The French music streaming platform had a difficult start on the stock market and lost some 200,000 subscribers worldwide.
Par
Caroline Salle
Published update
The music streaming market may be booming, but Deezer is not yet reaping the benefits. Created in 2007 in Paris, the platform has never made any money. With the exception of a handful of positive quarters, its rival Spotify neither. But it continued to rack up subscribers by the millions while at the same time Deezer was losing some. The service totaled 9.4 million at the end of 2022, or 200,000 less than in 2021. The cessation of activity in Russia, where Deezer had attracted 100,000 subscribers before the war in Ukraine, and marketing divestment in certain countries explain the decline.
Proof that 2022 will definitely have been a very eventful year, Spotify’s competing service has lost nearly 57% since its listing on the Paris Stock Exchange on July 5. A day earlier, Deezer was considered a unicorn. Now valued at 319 million euros, it may have trouble getting back to it. The challenge is great.
This content is not accessible.
” READ ALSO – Music streaming: the impossible profitability
Not enough to undermine the optimism of leaders, who prefer to see the glass half full. Last year, they point out, the group posted a turnover up 13%, to 451 million euros, thanks in particular to increases in subscription prices. Deezer also reduced its operating losses to 56 million euros, once morest 65 million a year earlier. Encouraging signs that encourage them, despite the tense economic context, to stay the course. “We are aiming for profitability in 2025”, said Stéphane Rougeot, deputy general manager of Deezer. And a turnover of 1 billion euros “in 2025 or a little later”.
Work on differentiation
To pull out of the game, the company, which forecasts an annual increase in sales of more than 10% until then, wants to work on its differentiation. It will thus continue to develop partnerships, such as the one recently announced with the speaker manufacturer Sonos in the United States, or previously with the RTL+ platform in Germany, and DAZN in Italy. “Other discussions are underway”, assures Stéphane Rougeot, who targets key markets such as the United States, Canada, Spain, the United Kingdom and Italy. The range of possibilities remains wide since the partnerships can concern telecom operators as well as media groups, car manufacturers, etc.

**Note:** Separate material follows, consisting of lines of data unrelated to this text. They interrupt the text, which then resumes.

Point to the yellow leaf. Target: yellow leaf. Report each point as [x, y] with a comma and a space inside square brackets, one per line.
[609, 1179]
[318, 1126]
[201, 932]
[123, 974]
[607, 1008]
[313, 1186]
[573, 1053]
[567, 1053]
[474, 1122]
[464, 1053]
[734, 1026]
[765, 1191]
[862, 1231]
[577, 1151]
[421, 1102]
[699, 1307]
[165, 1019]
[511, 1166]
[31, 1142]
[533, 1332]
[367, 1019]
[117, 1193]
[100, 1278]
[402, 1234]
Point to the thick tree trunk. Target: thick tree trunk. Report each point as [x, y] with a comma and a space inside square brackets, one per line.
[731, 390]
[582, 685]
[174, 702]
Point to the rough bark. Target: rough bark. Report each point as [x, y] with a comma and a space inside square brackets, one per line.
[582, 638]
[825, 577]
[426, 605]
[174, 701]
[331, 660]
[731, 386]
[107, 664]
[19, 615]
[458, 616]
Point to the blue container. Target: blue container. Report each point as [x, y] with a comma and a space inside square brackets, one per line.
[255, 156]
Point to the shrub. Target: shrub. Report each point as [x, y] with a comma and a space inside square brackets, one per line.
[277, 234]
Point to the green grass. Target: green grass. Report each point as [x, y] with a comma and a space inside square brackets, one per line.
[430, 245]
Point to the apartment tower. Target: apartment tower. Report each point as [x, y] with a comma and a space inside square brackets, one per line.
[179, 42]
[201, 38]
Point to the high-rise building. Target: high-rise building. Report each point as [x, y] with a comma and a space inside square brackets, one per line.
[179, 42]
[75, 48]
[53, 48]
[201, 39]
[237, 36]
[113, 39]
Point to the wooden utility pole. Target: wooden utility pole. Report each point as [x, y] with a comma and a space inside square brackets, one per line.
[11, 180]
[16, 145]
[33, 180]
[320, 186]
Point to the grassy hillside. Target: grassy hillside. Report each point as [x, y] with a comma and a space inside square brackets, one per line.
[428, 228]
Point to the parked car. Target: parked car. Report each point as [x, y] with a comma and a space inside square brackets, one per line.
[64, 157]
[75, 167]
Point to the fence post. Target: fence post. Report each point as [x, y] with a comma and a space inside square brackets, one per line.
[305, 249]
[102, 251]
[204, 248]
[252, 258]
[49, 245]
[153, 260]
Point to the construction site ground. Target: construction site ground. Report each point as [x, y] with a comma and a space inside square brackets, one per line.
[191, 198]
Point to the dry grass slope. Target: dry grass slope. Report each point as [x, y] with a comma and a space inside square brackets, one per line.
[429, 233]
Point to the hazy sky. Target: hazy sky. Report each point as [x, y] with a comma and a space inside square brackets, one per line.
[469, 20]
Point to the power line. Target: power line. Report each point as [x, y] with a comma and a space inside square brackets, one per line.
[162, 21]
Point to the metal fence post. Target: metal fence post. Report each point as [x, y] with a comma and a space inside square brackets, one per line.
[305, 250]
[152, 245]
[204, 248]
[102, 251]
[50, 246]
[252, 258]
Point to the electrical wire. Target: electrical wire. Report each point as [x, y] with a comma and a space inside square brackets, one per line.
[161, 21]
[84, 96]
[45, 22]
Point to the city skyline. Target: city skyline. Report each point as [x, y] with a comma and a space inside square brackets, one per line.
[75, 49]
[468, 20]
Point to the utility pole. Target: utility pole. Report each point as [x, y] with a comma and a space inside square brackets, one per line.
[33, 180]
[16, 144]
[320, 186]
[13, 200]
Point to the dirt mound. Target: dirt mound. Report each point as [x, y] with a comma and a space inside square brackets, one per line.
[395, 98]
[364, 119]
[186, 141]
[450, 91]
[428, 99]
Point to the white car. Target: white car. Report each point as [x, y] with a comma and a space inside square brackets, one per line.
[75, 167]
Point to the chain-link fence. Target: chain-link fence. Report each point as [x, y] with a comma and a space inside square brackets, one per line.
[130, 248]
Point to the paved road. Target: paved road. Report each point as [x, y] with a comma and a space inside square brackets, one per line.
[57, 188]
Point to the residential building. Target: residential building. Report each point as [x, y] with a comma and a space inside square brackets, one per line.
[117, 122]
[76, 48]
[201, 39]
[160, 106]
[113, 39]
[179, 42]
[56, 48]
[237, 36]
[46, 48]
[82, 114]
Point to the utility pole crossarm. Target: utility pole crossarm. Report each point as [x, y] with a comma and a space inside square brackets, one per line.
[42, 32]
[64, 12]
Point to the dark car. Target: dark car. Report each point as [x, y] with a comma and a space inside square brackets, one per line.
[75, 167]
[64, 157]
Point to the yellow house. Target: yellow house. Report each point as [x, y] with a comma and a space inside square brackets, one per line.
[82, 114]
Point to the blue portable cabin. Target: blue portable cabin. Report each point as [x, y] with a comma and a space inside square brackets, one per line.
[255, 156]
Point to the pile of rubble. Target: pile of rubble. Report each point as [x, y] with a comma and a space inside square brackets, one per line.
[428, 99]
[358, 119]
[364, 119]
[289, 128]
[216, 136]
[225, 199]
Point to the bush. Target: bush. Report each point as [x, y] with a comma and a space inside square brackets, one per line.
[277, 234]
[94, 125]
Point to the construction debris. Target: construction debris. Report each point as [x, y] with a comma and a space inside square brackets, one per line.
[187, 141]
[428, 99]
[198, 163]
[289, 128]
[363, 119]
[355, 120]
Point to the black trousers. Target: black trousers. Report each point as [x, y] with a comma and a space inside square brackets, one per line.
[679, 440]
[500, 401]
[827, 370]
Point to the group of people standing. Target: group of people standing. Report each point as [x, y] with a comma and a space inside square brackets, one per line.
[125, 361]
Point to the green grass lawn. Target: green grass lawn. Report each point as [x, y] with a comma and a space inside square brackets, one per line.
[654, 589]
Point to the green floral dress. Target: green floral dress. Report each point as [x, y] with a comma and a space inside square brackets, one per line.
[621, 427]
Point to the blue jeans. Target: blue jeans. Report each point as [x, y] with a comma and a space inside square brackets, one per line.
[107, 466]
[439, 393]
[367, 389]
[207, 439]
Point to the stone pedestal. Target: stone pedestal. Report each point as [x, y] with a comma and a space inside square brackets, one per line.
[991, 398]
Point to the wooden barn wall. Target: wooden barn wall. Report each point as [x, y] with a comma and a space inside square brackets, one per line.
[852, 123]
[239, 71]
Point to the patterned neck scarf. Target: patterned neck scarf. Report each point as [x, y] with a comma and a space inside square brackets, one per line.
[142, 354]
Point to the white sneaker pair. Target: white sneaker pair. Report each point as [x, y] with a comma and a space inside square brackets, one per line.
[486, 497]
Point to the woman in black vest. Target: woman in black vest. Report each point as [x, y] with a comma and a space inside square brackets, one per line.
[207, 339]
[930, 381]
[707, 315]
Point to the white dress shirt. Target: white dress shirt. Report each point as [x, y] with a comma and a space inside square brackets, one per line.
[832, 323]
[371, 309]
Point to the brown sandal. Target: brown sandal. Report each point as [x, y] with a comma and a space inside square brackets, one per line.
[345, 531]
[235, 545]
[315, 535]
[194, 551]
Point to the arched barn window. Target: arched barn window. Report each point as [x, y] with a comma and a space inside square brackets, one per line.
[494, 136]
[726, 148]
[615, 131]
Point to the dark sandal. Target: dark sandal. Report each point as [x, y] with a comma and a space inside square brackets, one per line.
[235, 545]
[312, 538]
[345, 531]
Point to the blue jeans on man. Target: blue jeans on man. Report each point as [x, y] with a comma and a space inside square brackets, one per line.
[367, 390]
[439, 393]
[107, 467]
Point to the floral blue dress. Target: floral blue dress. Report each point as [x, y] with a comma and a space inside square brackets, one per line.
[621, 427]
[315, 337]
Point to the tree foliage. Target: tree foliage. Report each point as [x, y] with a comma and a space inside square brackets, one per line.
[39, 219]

The other axis of development for Deezer, which today weighs 2% of the world market but nearly 30% of the French market, is to develop monetization opportunities beyond the catalog of 90 million titles. This involves the broadcasting of concerts in live streaming, the development of ticketing or merchandising of artists, but also the creation of musical quizzes, the translation of lyrics or the identification of a title by humming the melody. So many features that aim to better monetize Deezer’s audience.